This year’s Paris-Nice was the first occasion for the UCI and the French anti-doping agency AFLD to work together under the latter’s new president Bruno Genevois.
It followed on from previous tensions under the former president Pierre Bordry and, according to the UCI’s Pat McQuaid, the partnership on Paris-Nice was a successful one.
“We are certainly happy with it. What is more important is that the reports we are hearing from them and the guys on the ground was that it worked extremely well,” he told VeloNation yesterday evening, while returning from a race in Croatia.
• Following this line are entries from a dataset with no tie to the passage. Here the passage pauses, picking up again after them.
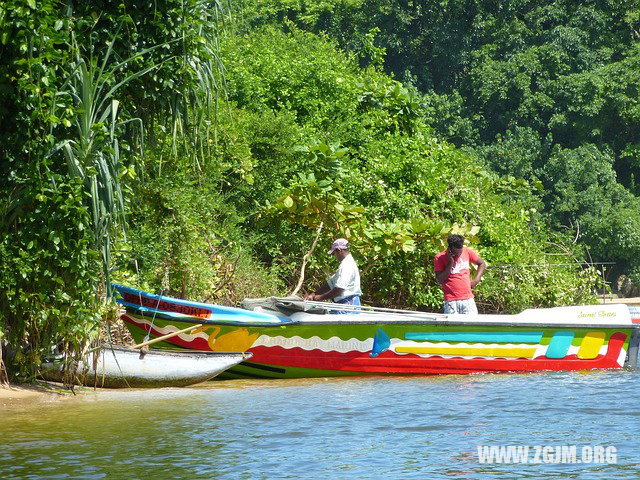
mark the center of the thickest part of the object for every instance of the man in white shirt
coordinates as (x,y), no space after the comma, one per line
(344,286)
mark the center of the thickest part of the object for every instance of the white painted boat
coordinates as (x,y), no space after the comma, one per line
(120,367)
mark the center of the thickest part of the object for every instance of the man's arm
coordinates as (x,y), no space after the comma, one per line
(442,275)
(482,265)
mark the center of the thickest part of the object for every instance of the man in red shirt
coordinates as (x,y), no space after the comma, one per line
(452,272)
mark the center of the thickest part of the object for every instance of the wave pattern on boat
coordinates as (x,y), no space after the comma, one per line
(300,341)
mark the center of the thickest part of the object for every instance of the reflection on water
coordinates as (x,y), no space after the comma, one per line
(351,428)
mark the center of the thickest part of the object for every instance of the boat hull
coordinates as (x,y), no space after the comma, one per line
(296,351)
(117,367)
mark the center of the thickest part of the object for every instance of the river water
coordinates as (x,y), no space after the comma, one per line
(337,428)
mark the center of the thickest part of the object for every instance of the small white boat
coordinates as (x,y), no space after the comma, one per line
(120,367)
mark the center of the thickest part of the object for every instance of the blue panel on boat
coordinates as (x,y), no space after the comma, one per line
(559,345)
(476,337)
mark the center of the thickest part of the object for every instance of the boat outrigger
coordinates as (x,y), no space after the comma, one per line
(292,338)
(120,367)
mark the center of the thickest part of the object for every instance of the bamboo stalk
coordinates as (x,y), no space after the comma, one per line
(164,337)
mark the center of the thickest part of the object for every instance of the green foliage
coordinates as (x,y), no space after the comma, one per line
(185,240)
(513,83)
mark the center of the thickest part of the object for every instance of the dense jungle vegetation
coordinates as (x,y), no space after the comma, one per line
(198,149)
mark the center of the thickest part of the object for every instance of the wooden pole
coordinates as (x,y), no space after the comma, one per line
(169,335)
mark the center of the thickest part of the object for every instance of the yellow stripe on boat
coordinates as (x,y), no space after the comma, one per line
(514,352)
(590,346)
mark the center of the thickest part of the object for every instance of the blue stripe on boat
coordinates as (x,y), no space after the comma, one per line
(559,345)
(476,337)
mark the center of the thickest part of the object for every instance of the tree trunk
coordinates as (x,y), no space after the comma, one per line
(305,259)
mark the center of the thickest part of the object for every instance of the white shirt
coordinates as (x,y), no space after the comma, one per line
(346,277)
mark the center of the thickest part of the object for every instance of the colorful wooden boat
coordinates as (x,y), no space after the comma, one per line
(290,340)
(120,367)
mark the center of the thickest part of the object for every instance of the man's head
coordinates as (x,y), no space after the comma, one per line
(456,243)
(340,248)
“I haven’t been in the office over the weekend…the last I heard was on Friday when I was in the office. Francesca Rossi [UCI anti-doping manager] said to me then that everybody was very happy with the way things were going on Paris-Nice. I presume things finished up that way.”
A press conference held by McQuaid and Genevois on the eve of the race announced that a total of 120 anti-doping tests will be carried out at the WorldTour event.These examinations would comprise 70 tests carried out between March 6th and 13th, with the AFLD collecting and analysing these. There would also be approximately 50 biological passport blood samples conducted by the UCI, and used for targeting.
Twelve months ago there was a very obvious tension between the UCI and the AFLD after the governing body refused to allow the latter to work on the race. It took a WADA appeal to enable the AFLD to have a part in the Tour de France anti-doping procedures, but things have improved since Genevois took over in October.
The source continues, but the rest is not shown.